12.26.2010

Recap 2010

Wow, December 26th already?

Today as I was getting healthy groceries at the grocery store (yuck) I was thinking about how fast the last year has gone and how much it has brought with it.

Most notably and excitable, this year brought my engagement to Gavin. We were at the talking about the future without explicitly saying terms like "marriage" at the end of 2009. We both knew it was going to happen, but it wasn't until the beginning of 2010 that we admitted that it was what we were both wanting. And once it was talked about, it was put into motion. April of this year he proposed. Best day of my life thus far, without a doubt.

A few months later I left my job in Itasca. A hard desision to make, but one sought out in prayer and discussion with those I love and trust. I made my heart open for God to make new movements in my life, and it was one of the best decisions I have made in my adult life.

I bought a house!! I left off most of the torture that was house buying in this blog. It was nothing like they show on HGTV and quite possibly one of the most stressful things in my life. We almost bought 3 houses, and finally landed at "the one" which flooded right before closing. Still, we got it and love it and are enjoying the process of making it ours. I don't see us leaving anytime in the next 10 years though after how stressful it was to get here.

I began the ball rolling on opening a preschool. God has been a big factor in this, far bigger than my own desire, but it has been a blessing in my life as well. To have my family and Gavin's family, and most notably Gavin, standing beside me through this whole process I have learned more about all of them and about myself. I look forward to where this goes in the coming years.

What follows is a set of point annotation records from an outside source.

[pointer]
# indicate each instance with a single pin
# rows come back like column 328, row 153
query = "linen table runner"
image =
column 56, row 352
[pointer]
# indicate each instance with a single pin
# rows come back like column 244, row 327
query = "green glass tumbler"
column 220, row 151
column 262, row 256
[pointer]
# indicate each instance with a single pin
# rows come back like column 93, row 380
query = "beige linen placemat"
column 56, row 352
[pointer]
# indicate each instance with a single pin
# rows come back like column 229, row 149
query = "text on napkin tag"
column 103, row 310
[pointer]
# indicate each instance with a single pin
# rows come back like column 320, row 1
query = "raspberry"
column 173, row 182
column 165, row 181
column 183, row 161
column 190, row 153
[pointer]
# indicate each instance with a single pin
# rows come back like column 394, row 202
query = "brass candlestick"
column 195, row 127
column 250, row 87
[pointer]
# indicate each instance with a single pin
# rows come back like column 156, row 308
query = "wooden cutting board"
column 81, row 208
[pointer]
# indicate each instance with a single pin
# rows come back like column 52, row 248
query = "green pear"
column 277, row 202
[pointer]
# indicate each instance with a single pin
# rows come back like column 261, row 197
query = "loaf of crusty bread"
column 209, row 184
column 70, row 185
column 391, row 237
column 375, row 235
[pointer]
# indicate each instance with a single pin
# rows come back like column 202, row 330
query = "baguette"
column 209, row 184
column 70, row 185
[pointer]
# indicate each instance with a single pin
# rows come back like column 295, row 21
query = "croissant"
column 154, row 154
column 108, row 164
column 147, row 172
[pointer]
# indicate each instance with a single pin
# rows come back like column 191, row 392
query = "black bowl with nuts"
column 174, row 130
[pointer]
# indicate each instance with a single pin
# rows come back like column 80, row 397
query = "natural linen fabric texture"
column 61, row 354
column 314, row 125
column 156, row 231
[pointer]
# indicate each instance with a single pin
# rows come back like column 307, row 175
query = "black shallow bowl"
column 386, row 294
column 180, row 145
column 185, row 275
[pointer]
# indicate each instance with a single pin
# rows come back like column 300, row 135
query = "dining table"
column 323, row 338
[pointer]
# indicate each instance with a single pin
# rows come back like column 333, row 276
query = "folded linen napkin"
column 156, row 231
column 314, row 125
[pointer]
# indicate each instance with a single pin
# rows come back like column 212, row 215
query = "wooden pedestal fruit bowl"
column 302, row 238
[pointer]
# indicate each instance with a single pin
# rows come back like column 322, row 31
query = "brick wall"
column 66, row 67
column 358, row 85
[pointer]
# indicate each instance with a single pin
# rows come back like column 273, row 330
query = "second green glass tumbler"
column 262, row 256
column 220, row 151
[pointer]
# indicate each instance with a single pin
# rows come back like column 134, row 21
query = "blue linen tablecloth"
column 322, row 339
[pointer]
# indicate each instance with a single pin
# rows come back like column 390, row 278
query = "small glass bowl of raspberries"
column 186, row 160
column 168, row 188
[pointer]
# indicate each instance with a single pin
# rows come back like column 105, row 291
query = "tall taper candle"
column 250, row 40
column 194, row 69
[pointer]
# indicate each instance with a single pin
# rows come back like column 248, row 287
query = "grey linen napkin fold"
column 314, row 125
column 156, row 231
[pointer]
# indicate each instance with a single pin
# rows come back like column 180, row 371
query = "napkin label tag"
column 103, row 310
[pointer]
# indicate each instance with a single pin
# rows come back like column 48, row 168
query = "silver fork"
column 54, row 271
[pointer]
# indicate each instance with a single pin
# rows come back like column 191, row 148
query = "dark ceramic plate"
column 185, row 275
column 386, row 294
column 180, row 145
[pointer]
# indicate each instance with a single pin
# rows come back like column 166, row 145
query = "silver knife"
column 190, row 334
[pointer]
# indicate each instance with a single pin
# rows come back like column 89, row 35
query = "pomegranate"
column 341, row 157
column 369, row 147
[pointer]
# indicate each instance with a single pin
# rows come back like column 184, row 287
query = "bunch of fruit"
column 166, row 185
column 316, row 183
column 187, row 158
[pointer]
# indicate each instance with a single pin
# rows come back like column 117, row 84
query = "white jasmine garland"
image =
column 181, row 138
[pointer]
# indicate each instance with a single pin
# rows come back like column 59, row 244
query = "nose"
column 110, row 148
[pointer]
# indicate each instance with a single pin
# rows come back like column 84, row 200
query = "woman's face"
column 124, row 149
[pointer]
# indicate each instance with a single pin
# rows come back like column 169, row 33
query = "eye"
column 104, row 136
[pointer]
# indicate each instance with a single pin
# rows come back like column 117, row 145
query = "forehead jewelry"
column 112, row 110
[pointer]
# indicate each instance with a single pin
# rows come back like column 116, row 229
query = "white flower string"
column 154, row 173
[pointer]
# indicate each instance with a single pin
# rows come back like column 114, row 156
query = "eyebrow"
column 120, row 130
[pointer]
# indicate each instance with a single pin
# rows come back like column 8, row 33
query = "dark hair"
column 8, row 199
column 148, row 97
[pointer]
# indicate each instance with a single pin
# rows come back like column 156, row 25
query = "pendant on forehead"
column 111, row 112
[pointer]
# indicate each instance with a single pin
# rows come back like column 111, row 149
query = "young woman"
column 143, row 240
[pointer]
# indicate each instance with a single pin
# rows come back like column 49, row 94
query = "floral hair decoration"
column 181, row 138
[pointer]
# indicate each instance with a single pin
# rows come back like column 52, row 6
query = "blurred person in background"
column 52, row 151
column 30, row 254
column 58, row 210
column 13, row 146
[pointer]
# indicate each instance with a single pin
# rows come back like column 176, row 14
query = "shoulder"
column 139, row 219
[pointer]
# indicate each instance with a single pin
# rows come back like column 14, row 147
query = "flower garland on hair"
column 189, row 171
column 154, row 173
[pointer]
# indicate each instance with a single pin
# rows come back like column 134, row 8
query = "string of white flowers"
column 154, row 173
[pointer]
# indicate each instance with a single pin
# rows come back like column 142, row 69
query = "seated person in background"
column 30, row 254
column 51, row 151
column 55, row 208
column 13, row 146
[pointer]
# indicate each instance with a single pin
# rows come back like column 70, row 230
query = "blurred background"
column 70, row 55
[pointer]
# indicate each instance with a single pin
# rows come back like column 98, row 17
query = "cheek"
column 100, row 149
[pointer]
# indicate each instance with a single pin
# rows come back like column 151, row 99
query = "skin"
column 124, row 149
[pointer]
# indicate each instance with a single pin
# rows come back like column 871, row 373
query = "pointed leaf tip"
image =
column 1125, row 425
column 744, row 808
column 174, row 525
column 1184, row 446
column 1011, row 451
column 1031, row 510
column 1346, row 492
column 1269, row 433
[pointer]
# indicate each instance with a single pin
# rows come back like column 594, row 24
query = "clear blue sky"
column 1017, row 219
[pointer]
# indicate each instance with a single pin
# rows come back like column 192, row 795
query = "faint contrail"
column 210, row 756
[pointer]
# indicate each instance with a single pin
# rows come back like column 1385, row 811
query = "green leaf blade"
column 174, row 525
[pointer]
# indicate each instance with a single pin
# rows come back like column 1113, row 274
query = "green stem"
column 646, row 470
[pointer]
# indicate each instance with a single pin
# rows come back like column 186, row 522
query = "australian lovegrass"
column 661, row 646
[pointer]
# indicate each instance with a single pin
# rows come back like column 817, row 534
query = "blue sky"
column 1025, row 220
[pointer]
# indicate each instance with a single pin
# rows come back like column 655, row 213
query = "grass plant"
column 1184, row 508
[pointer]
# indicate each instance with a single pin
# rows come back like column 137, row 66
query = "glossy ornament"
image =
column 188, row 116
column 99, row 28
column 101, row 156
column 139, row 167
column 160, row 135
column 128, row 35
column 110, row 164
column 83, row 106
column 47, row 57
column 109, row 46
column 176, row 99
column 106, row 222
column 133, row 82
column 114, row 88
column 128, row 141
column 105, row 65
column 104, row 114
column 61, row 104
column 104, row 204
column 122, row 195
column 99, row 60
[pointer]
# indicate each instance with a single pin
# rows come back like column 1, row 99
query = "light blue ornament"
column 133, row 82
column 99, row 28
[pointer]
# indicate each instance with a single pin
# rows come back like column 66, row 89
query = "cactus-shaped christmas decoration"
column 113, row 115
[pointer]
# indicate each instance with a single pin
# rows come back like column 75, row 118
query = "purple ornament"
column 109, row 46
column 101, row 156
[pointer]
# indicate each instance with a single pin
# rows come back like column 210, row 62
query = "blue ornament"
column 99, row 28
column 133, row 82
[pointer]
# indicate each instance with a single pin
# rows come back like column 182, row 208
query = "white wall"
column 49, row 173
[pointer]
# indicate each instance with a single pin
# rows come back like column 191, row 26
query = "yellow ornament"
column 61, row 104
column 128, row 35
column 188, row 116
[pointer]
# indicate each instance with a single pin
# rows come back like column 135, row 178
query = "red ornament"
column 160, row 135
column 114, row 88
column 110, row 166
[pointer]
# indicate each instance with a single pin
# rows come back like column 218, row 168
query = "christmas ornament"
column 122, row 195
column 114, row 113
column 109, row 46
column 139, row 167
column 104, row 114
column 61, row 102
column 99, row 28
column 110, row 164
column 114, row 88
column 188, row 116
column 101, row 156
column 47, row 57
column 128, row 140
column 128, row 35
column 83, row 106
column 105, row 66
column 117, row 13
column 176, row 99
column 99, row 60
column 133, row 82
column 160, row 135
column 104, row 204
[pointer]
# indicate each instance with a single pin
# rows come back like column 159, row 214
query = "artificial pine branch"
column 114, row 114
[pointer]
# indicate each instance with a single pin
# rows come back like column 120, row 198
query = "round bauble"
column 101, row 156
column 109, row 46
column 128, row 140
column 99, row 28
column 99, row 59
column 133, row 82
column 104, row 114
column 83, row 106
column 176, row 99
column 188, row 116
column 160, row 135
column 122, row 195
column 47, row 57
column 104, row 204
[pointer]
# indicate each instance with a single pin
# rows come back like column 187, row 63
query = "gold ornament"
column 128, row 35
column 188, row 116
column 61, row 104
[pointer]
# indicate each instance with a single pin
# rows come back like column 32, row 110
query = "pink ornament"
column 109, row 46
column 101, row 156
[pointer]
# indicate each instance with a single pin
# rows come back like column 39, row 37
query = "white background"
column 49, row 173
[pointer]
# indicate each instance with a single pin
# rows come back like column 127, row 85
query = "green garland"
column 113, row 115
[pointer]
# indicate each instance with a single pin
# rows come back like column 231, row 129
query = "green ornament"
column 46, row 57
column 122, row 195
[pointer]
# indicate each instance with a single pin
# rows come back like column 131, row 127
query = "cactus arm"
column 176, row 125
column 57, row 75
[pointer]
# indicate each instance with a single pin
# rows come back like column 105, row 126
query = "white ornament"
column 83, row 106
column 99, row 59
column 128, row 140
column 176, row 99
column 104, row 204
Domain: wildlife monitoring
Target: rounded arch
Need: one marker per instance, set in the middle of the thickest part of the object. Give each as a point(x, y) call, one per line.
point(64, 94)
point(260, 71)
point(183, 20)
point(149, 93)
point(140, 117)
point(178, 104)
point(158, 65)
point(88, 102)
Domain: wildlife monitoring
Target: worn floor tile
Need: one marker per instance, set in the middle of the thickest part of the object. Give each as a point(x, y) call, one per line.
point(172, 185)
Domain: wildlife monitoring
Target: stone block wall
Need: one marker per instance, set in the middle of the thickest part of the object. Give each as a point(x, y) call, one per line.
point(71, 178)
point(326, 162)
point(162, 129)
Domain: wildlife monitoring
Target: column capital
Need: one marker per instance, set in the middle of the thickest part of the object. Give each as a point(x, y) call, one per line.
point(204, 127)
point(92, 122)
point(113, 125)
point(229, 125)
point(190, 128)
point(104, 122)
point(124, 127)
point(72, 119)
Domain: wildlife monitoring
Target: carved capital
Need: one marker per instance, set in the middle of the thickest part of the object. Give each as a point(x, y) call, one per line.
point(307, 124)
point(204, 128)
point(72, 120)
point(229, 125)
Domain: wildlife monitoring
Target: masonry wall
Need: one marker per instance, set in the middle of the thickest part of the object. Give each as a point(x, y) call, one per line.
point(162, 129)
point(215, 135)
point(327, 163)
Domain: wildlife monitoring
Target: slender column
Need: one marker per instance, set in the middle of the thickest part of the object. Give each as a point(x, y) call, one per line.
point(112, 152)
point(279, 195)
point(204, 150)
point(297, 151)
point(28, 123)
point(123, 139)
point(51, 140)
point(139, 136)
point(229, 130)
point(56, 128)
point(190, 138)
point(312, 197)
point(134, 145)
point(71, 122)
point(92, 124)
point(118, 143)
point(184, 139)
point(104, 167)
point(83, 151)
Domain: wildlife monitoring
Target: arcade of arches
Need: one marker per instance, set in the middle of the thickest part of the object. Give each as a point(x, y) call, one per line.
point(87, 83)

The next six months are going to be crazy... working on the finishing touches of our wedding, continue to make this house a home, beginning the licensing aspect of a preschool.... so much to do! I feel incredibly blessed to know that it's going to be another great year. I had struggles in 2010, as I'm sure I will in 2011, but God's grace and mercy in my life has yet to cause more than I can handle.

I am thankful for so many friends and family that we apart of this past year and look forward to their presence and love in the year to come!